Riding all day, you might not want to use a backpack – but you’ll still need quick access to important items such as your phone, wallet and passport. Touring jackets usually offer plenty of pockets to store your valuables. Look out for waterproof outer pockets, especially if the jacket’s waterproofing comes from an inner layer. Make sure they’re easy to fasten and easy to reach. Some touring jackets offer a large pocket at the rear, which comes in handy for slightly larger items that you might not need access to regularly.
Touring jackets are available for as little as £100 or more than £1000. At the bottom end of the price spectrum, expect the waterproof membrane to be fixed in place and little in the way of venting or features like connecting zips. By the time you reach the £160 mark you can expect more features and improved ventilation, and Gore-Tex jackets tend to start at the £300 mark (cheaper if it’s stock of an old model that’s being cleared). The most expensive jackets have Gore-Tex’s laminated membrane, which is bonded to the outer shell for a more effective waterproof seal and faster drying.

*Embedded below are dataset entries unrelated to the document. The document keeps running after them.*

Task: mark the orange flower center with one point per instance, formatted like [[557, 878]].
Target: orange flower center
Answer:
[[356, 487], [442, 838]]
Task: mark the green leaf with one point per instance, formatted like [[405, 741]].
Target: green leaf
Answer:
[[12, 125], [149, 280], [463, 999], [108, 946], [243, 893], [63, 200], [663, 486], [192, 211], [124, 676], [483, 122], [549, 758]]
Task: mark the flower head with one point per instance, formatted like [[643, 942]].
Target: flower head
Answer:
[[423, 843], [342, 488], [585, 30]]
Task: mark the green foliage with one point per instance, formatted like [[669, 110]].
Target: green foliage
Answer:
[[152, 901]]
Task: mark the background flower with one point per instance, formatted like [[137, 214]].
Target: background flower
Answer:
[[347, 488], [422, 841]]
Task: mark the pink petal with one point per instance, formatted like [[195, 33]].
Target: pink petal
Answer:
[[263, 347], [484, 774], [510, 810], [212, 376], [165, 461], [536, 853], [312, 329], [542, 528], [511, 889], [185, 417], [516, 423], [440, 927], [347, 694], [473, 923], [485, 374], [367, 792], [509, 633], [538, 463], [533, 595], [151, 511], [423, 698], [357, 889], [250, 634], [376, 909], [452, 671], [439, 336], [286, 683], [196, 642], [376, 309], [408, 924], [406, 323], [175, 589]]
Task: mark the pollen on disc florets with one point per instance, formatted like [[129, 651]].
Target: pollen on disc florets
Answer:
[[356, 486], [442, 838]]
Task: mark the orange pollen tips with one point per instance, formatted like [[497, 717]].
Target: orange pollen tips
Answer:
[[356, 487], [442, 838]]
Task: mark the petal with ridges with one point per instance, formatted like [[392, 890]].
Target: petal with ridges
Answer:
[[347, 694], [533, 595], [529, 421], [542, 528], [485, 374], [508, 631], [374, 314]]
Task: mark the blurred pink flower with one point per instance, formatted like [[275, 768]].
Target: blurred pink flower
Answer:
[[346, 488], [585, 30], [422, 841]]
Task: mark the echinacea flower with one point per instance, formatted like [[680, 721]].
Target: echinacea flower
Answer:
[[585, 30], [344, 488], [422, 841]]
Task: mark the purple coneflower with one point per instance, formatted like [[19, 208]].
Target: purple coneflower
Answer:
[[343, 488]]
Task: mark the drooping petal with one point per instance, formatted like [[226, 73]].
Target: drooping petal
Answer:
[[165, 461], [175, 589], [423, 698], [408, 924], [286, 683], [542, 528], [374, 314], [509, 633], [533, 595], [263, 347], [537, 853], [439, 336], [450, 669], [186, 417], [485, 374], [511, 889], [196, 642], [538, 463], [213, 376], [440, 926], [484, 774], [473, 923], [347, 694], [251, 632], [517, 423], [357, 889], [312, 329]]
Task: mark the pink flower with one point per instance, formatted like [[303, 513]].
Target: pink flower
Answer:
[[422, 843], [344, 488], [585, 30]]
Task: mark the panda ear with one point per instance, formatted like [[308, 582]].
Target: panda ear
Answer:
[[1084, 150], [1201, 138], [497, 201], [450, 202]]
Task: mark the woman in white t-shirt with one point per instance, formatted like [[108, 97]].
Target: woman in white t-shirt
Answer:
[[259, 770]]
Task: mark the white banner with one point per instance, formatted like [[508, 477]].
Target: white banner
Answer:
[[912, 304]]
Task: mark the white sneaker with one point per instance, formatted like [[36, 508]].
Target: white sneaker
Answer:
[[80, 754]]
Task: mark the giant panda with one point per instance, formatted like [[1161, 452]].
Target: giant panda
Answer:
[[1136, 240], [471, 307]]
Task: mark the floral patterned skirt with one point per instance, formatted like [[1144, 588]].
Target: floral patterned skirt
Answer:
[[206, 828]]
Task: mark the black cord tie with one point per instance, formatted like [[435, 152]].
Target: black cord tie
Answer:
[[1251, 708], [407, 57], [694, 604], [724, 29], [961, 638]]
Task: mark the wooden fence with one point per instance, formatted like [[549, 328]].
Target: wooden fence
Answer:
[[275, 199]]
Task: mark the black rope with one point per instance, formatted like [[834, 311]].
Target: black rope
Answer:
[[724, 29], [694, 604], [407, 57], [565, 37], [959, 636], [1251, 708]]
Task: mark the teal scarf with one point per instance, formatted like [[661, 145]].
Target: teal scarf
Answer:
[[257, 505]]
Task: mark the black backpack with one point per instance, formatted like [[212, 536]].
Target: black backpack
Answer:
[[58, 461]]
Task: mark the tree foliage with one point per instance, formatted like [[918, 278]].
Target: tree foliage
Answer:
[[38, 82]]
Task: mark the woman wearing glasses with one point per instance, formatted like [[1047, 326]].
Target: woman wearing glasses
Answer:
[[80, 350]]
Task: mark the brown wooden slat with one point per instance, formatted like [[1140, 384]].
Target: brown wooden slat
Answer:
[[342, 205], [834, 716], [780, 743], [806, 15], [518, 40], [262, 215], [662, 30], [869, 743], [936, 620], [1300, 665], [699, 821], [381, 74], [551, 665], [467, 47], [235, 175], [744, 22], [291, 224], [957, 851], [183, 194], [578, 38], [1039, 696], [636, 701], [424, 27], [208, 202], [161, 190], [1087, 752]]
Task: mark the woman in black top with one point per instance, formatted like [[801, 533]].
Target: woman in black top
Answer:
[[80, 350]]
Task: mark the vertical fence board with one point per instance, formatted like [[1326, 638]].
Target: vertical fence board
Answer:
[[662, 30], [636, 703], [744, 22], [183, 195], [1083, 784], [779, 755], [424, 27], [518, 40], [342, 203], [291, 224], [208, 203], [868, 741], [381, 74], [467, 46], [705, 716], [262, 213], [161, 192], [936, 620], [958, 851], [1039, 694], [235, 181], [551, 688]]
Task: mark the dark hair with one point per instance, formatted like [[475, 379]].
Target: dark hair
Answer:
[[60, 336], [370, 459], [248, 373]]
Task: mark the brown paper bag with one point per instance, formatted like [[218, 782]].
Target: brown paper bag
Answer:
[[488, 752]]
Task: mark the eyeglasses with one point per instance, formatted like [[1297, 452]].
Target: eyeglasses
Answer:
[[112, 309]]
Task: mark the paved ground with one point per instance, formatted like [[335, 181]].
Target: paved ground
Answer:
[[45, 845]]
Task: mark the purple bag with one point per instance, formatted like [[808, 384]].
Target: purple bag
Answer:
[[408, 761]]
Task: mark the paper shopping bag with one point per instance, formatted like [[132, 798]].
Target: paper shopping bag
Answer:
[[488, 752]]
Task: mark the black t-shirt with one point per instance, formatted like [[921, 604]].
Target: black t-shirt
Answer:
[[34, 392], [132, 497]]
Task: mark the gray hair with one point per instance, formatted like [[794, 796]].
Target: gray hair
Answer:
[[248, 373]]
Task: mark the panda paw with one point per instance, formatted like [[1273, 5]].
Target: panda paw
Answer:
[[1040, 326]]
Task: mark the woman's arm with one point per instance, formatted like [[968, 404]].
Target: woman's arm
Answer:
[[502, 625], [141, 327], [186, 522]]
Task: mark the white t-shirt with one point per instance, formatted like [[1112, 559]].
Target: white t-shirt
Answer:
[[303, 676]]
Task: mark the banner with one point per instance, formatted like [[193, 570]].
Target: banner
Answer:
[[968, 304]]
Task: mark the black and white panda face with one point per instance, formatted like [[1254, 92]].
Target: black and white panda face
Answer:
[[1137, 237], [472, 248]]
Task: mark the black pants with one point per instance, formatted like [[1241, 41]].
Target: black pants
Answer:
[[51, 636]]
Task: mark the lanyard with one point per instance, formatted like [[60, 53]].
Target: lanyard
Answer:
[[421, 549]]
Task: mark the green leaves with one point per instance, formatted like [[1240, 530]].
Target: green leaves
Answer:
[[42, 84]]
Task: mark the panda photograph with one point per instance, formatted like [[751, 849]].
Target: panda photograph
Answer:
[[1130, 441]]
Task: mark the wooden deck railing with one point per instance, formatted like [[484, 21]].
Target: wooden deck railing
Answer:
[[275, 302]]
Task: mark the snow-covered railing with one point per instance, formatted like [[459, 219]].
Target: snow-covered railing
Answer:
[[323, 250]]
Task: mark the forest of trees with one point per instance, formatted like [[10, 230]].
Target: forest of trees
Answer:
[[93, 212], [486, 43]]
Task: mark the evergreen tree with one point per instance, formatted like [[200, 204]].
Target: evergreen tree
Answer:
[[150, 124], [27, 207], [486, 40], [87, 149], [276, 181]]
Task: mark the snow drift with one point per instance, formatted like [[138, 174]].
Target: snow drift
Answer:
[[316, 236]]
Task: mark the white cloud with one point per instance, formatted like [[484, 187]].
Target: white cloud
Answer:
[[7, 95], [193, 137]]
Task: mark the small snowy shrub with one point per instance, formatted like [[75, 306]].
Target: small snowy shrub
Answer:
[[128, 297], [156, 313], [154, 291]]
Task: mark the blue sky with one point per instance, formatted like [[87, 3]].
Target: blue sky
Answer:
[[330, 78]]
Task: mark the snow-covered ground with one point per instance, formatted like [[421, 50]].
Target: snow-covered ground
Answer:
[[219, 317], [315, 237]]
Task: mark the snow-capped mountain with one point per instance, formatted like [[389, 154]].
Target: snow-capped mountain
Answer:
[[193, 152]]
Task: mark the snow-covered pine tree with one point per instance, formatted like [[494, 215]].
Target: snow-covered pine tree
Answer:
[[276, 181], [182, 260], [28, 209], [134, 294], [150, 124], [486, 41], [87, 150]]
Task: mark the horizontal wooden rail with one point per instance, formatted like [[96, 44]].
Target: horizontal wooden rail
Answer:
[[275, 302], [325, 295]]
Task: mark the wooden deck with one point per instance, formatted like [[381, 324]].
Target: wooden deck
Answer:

You’re going to be wearing this jacket all day for several days in a row, so you need to make sure it fits you well and is comfortable for hours of riding. Most touring jackets are slightly longer than sporty textile jackets and are best suited to riding in an upright position. If you’re planning on touring by sports bike then a shorter jacket is likely to be more comfortable. It will have less overlap with the trousers, which can be less comfortable in the crouched seating position required on a sports bike. Many touring jackets offer a little adjustability in areas such as the collar, waist and arms, so be sure to look out for these. They help take up any slack created by removing inner linings, keeping armour protection in the relevant place.
At your destination
A growing number of jackets now come with what's known as a destination layer. This is a thermal and/or waterproof liner that can be removed from the jacket and worn separately when you get where you're going. Theoretically you've always been able to do this with removable thermal liners, but only if you were happy to look a pillock. Proper destination layers have their own fastening systems and have been designed to look right when worn separately from the outer jacket.